The analysis compares the selection results of Group Lasso and Group MCP. Table 3 provides that all gene symbols are selected by the Group Lasso penalty, that is, √ indicates that the gene has been selected. This suggests that Group Lasso tends to over-select nonlinear variables, potentially including some variables that do not have true nonlinear effects. However, Group MCP performs better than Group Lasso in selecting nonlinear variables. It offers a more effective approach to identifying genes with nonlinear relationships with survival time. Lastly, genes with the symbols 219720_s_at, 214991_s_at, and 210802_s_at are simultaneously selected by all penalty methods. This consistent selection across different penalty methods confirms with certainty that these three gene expressions have nonlinear effects on survival time. These results underscore the superior performance of the Group MCP penalty method in accurately identifying genes with nonlinear relationships in high dimensional data, particularly in the context of survival time analysis. The selection of the same genes by multiple penalty methods strengthens the confidence in their nonlinear effects on survival time.

6. Concluding Remarks

This paper introduces a semi-parametric regression pursuit method for distinguishing between linear and nonlinear components in semi-parametric partially linear models. This approach enables the adaptive determination of parametric and non-parametric components in the semi-parametric model based on the available data. However, this method deviates from the standard semi-parametric inference approach, where parametric and non-parametric components are pre-specified before analysis. The study demonstrated that the proposed method possesses oracle properties. In other words, it performs as well as the standard semiparametric estimator, assuming that the model structure is known with high probability. The authors also conducted a simulation study that confirmed the effectiveness of the proposed method, particularly in finite sample sizes. It is worth noting that the semi-parametric regression pursuit method is primarily applied to partially linear models where the number of covariates (p) is less than the number of observations (n). However, genomic datasets may have a higher dimension (p > n). In cases where p > n and the model is sparse, this implies that the number of significant covariates is much smaller than n; it may be necessary to perform dimensionality reduction first to reduce the model dimension. Once the dimension is reduced, the proposed semiparametric regression pursuit method can be applied effectively to distinguish linear from nonlinear components.
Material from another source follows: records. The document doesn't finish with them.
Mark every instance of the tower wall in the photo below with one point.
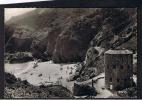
(118, 70)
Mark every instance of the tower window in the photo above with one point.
(125, 80)
(118, 80)
(128, 66)
(110, 80)
(114, 66)
(107, 66)
(121, 67)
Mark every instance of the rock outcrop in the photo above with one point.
(66, 36)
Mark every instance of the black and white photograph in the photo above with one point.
(70, 53)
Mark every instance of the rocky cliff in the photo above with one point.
(66, 34)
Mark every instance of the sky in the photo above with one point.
(11, 12)
(18, 1)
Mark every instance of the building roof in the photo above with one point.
(118, 52)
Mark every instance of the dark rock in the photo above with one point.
(81, 90)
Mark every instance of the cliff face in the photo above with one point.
(67, 34)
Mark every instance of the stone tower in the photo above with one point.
(118, 69)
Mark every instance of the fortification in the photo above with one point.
(118, 69)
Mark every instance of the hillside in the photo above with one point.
(66, 34)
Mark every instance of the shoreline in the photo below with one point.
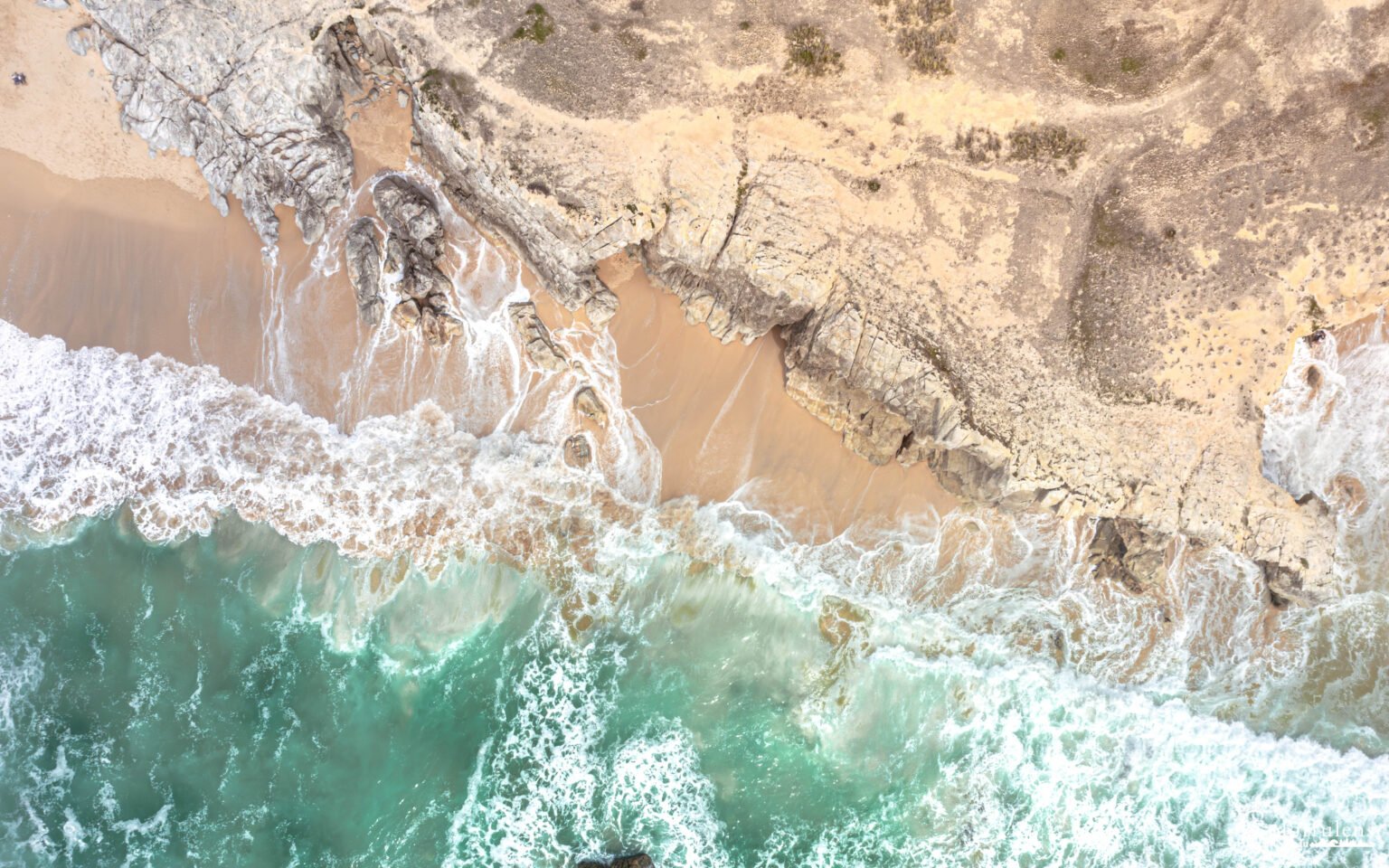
(721, 420)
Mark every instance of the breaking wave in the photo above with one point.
(1020, 710)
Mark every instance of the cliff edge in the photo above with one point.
(1060, 250)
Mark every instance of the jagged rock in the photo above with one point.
(264, 131)
(406, 314)
(631, 860)
(422, 278)
(577, 450)
(82, 39)
(535, 336)
(588, 403)
(841, 621)
(1088, 329)
(410, 214)
(1122, 553)
(363, 259)
(393, 260)
(439, 326)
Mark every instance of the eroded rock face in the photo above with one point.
(363, 257)
(591, 406)
(409, 266)
(1060, 260)
(202, 82)
(410, 214)
(536, 338)
(577, 451)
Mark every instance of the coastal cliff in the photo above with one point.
(1059, 250)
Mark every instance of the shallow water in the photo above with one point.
(345, 603)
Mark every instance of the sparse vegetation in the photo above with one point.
(448, 93)
(922, 31)
(808, 52)
(632, 43)
(742, 189)
(979, 143)
(1044, 142)
(536, 25)
(1316, 313)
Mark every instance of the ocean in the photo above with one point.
(233, 632)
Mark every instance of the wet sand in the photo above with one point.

This research provides a valuable tool for model selection and feature identification in semiparametric modeling, and it highlights the potential need for dimensionality reduction in high-dimensional datasets.
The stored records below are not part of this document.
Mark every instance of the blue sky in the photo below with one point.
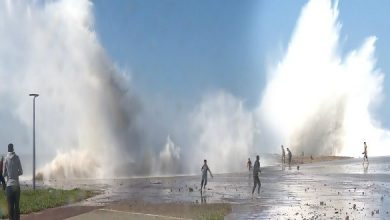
(182, 49)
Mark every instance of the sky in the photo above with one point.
(160, 85)
(182, 49)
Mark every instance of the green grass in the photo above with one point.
(39, 199)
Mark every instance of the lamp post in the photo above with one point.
(35, 96)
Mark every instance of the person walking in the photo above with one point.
(204, 170)
(365, 153)
(1, 173)
(256, 171)
(289, 157)
(12, 170)
(249, 164)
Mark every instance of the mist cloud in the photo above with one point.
(91, 122)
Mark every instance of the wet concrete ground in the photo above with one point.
(343, 189)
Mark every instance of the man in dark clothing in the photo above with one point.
(12, 170)
(256, 171)
(249, 164)
(1, 173)
(204, 170)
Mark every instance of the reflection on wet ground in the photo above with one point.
(339, 189)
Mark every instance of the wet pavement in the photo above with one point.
(342, 189)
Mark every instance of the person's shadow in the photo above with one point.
(202, 198)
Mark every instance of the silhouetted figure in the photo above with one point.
(365, 153)
(289, 157)
(256, 171)
(12, 170)
(1, 173)
(204, 170)
(249, 164)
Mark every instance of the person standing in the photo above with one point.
(12, 170)
(256, 171)
(289, 157)
(249, 164)
(204, 170)
(1, 173)
(365, 153)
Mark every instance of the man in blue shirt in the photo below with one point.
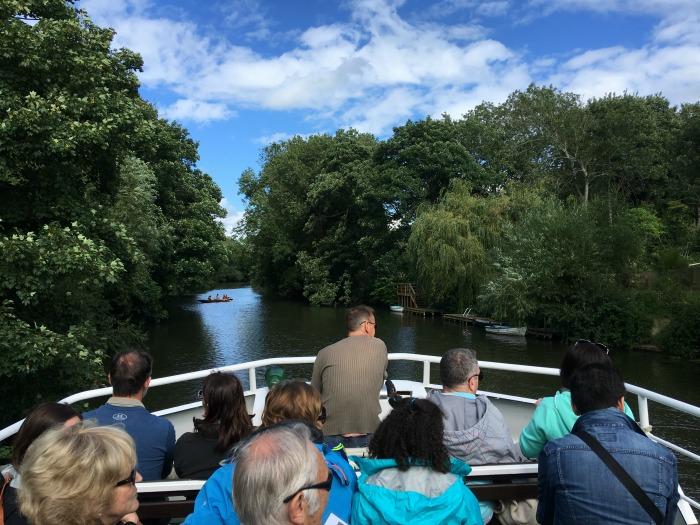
(577, 487)
(130, 376)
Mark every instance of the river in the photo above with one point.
(199, 336)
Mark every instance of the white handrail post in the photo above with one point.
(643, 413)
(251, 380)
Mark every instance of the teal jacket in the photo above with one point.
(553, 418)
(419, 495)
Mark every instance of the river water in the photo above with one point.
(199, 336)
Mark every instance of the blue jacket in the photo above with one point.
(553, 418)
(576, 487)
(419, 495)
(214, 505)
(154, 436)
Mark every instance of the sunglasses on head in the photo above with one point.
(323, 485)
(131, 480)
(602, 347)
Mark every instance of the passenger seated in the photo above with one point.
(284, 466)
(80, 475)
(475, 430)
(130, 375)
(198, 454)
(409, 476)
(40, 419)
(554, 417)
(578, 486)
(286, 401)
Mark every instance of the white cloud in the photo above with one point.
(196, 110)
(376, 69)
(233, 217)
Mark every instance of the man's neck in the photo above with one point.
(138, 396)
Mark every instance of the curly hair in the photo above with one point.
(578, 355)
(225, 416)
(412, 435)
(292, 399)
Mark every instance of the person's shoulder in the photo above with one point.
(553, 445)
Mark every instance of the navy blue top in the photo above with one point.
(154, 436)
(575, 486)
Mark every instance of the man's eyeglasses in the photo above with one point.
(128, 481)
(602, 347)
(323, 485)
(480, 375)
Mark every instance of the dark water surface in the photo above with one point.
(199, 336)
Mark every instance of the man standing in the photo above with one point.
(349, 374)
(280, 477)
(475, 430)
(577, 485)
(130, 376)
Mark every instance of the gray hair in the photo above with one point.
(69, 474)
(457, 366)
(270, 466)
(355, 316)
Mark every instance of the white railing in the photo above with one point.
(643, 395)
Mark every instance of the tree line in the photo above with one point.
(103, 212)
(577, 216)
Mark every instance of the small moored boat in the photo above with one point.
(504, 329)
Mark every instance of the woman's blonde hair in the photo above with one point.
(292, 399)
(69, 474)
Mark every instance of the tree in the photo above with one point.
(449, 244)
(101, 206)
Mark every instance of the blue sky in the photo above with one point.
(239, 74)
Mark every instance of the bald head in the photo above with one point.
(279, 462)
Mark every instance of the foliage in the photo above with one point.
(564, 267)
(316, 219)
(546, 209)
(682, 335)
(449, 243)
(102, 209)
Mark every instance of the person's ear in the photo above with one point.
(573, 407)
(296, 509)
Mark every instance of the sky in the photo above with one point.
(240, 74)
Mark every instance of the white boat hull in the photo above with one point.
(507, 330)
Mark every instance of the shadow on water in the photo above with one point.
(199, 336)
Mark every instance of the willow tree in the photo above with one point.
(449, 245)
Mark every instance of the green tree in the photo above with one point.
(449, 244)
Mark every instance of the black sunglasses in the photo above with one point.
(602, 347)
(131, 480)
(323, 485)
(480, 375)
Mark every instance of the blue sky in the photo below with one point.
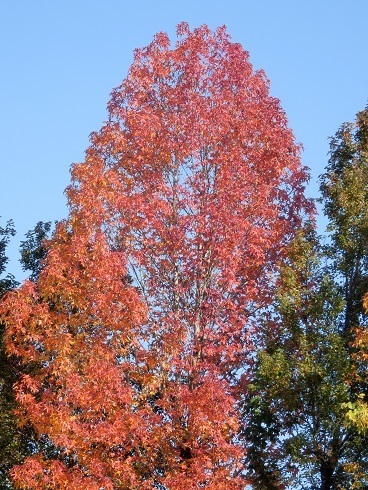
(60, 60)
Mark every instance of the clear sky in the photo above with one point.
(61, 58)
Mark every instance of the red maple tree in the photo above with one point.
(141, 319)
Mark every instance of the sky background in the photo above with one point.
(60, 60)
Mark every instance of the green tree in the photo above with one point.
(297, 432)
(16, 443)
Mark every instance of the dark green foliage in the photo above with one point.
(297, 418)
(33, 250)
(344, 189)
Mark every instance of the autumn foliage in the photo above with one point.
(138, 331)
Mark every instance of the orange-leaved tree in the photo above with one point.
(187, 196)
This paper exclusively investigated the application of the group MCP penalty method to high dimensional non-parametric additive accelerated failure time models. Further research can be conducted to study the performance and theoretical properties of the group MCP penalty method in high-dimensional semiparametric accelerated failure time models. Additionally, its characteristics can be elucidated based on single-index models.